Enlarge / Whatever you do, don’t ask the AI how many horizontal lines are in this image. (credit: Getty Images)

In the last couple of years, we’ve seen amazing advancements in AI systems when it comes to recognizing and analyzing the contents of complicated images. But a new paper highlights how many state of the art “vision learning Models” (VLMs) often fail at simple, low-level visual analysis tasks that are trivially easy for a human.

In the provocatively titled pre-print paper “Vision language models are blind (which has a PDF version that includes a dark sunglasses emoji in the title), researchers from Auburn University and the University of Alberta create eight simple visual acuity tests with objectively correct answers. These range from identifying how often two colored lines intersect to identifying which letter in a long word has been circled to counting how many nested shapes exist in an image (representative examples and results can be viewed on the research team’s webpage).

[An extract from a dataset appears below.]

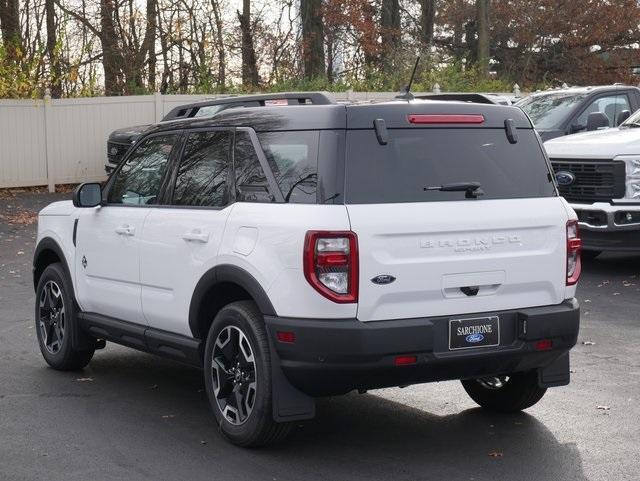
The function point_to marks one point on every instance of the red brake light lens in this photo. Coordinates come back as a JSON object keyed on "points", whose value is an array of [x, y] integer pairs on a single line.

Crucially, these tests are generated by custom code and don’t rely on pre-existing images or tests that could be found on the public Internet, thereby “minimiz[ing] the chance that VLMs can solve by memorization,” according to the researchers. The tests also “require minimal to zero world knowledge” beyond basic 2D shapes, making it difficult for the answer to be inferred from “textual question and choices alone” (which has been identified as an issue for some other visual AI benchmarks).